This could def be the case too. I beleve the breader said they were only 6-8months old when I got them from him in Jan.
Guess I'm just excited to see something as they are my first pumilios 

Thank you to everyone for your advise so far. Feel free to critique me. I'm always open to hear diff ideas since it seams like everyone has their own way of doing things


----------



## pafrogguy (May 8, 2013)

I actually had my pumilio on a mist system. Other frogs I hand mist, but I keep pums on a 3-4 time a day cycle, depending how wet their viv gets. I have good ventilation in these, so I usually have no flooding issues. Then sometimes drying them out for a bit, then giving them a rain season sparks them right up. But pairs and space are def key. At least in my experience. And they do surprise you. I had my first bastis years ago and I saw courting and calling all the time but never found a tad or egg. Then one day I am feeding and see a little guy eating springtails in the leaf litter. And this was only in a ten gallon vert. I then started to use exos for them so it is much easier to lose froglets lol.


----------



## frogface (Feb 20, 2010)

FrogBoyMike said:


> This could def be the case too. I beleve the breader said they were only 6-8months old when I got them from him in Jan.
> Guess I'm just excited to see something as they are my first pumilios
> 
> Thank you to everyone for your advise so far. Feel free to critique me. I'm always open to hear diff ideas since it seams like everyone has their own way of doing things


At that age, the females will just be getting to breeding age about how. So give them a little more time. If things don't change in the next few months, maybe consider trying to split them into two tanks. My pumilio do not play well together.


----------



## Jewelvivariums (May 28, 2013)

FrogBoyMike said:


> also i resently got a mistking kit that I'm sure will help keep up the humidity but have not set it up yet partly cause I'm kinda dreading pulling apart my 10+ tanks and disrupt everyone to drill the drains that it sounds like are crucial to that system.
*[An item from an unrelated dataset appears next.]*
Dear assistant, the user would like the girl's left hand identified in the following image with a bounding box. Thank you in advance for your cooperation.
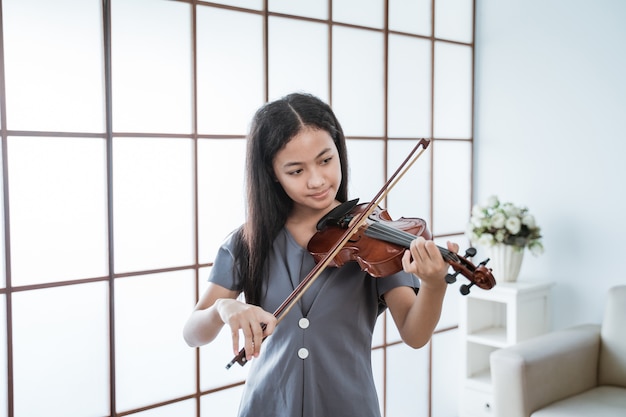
[402,236,459,285]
What I would do is get at least a 10 gallon cube shaped plastic container with a clear top and add some soil mix and leaf litter to the bottom with clay substrate underneath and maybe add a bromiliad or two. Get a utility light from lowes or Home Depot, take the clap off and it to the top. Just mist it when needed and put the inhabitants of one viv in while you drill the hole in the glass. Just go one viv at a time. Your darts will only be in for an hour or so, so you don't need to worry about ventilation. If you haven't cut glass before just use a practice price first. Hope this helps. Also good luck with breeding.


----------



## Jewelvivariums (May 28, 2013)

**** clamp and add it to the top.


----------



## Jewelvivariums (May 28, 2013)

Sorry about my grammar.


----------



## FrogBoyMike (Aug 25, 2012)

Jewelvivariums said:


> Sorry about my grammar.


lmao! i figured it out. Thanks that does sound like a good idea. need to get a few more permanent tanks for other frogs before i set it all up with the misting though as I will be shifting racks when that happens. I'll deff be going for that idea though. thanks again.

And thank you frogface as well. I think your right on the females prob just now coming of age. so far I haven't noticed any fighting but we shall see. I hope I don't have to split them up. I'm enjoying my little colony


----------